2)    Herr Tönnies gibt sich reumütig und verantwortungsbewusst. Tönnies? Verantwortungsbewusst??? Er, der doch so stolz darauf ist, Deutschland mit Billig-Fleisch zu versorgen, und der die Ausbeutungsstrukturen und katastrophalen Arbeitsbedingungen selbst geschaffen hat? Der Mann, der noch vor kurzem vehement die Subunternehmer-Masche verteidigt hatte und lediglich beim „schwarzen Schaf“ Westfleisch ein Problem entdeckt hatte? Dem Mann ist der Arsch ins Schweineblut gefallen und jetzt versucht er zu retten, was zu retten ist.

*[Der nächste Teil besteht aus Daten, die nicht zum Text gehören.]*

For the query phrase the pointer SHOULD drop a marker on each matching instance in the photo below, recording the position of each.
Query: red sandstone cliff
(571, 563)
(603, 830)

Und Laschet? Nachdem er zunächst Bulgaren und Rumänen zu Schuldigen erklärte, hält er sich jetzt raus und schickt Laumann vor. Der will nun, urplötzlich ungemein tatfreudig, nachdem man jahrelang den Skandal einfach ignoriert hat, einen wie er meint harten Kurs fahren und den Saustall (!) ausmisten. Genau das ist aber nicht zu erwarten, denn es geht bisher lediglich um die Verantwortung für die Unterbringung und vielleicht auch die Bezahlung durch Subunternehmer. Am grundlegenden Problem der Fleischproduktion wird das nichts ändern. Von carnivoren Verbrauchern, denen Quantität vor Qualität geht, ist nichts zu erwarten (https://www.myview-wolfgangmebs.de/massenmenschhaltung/). Ihnen ist nach wie vor das tägliche billige Stück Fleischfaser auf Teller und Brötchen wichtiger als würdiger Umgang mit Arbeitern und Tieren. Sie stören sich ja nicht mal an dem ganz persönlichen Preis, den sie dafür zahlen, dass sie täglich Betablocker, Antibiotika und Stresshormone in sich stopfen.

Freiwilligkeit und Umdenken kann man vergessen. Es helfen leider mal wieder nur gesetzliche Vorschriften, die zu einer kompletten Neuordnung von der Tierhaltung bis zur Preisgestaltung führen. Alles andere wäre lachhafte Beschwichtigung – bis zum nächsten Skandal.

3)    Laut dem innenpolitischen Sprecher der CDU-Fraktion, Thomas Blenke (und einigen anderen, z.B. aus der Deutschen Polizeigewerkschaft) ist Frau Esken, SPD, mitverantwortlich für die Ausschreitungen am Sonntag in Stuttgart. Soso, wer im Zusammenhang mit den Demonstrationen in den USA darauf verweist, dass man auch bei uns gegen Rechtsextremismus und Rassismus in Sicherheitsbehörden vorgehen muss, wenn es wirklich Einzelfälle bleiben sollen, ist nachträglich Schuld an der seit längerem zunehmenden Respektlosigkeit gegenüber Polizeibeamten (übrigens genauso wie gegenüber Feuerwehrleuten und Rettungskräften!). Wer sagt, Frau Esken müsse Verantwortung übernehmen für die Randale in Stuttgart, für eine in einer Art Massenhysterie außer Kontrolle geratene angesoffene, testosteronvernebelte Meute, für einen Vorfall, der aber auch gar nichts zu tun hat mit Rassismus, der macht keinen angemessenen Beitrag, sondern bestätigt, dass ihm Wahlkampf und trübfunzeliger Korpsgeist wichtiger sind als eine ernst zu nehmende Diskussion über NSU-Ermittlungen, Nordkreuz, ethnisches Profiling und ausländerfeindliche Chats.

4)    Meuthen: ein Sieger, der eine Niederlage einstecken muss. Das Berliner Landgericht erklärt den Ausschluss von Andreas Kalbitz aus der AfD für unzulässig. Nun hat sich zwar der Bundeskonvent hinter ihn gestellt, aber Gauland und Höcke schießen weiter gegen ihn, und Kalbitz strahlt. Die AfD, eine Partei, der es beim Spagat zwischen bürgerlichem Schein und rechtsradikalem Sein den Schritt zerreißt.

Wenn das alles nicht so traurig wäre, könnte man bei jeder Nachrichten lauthals lachen.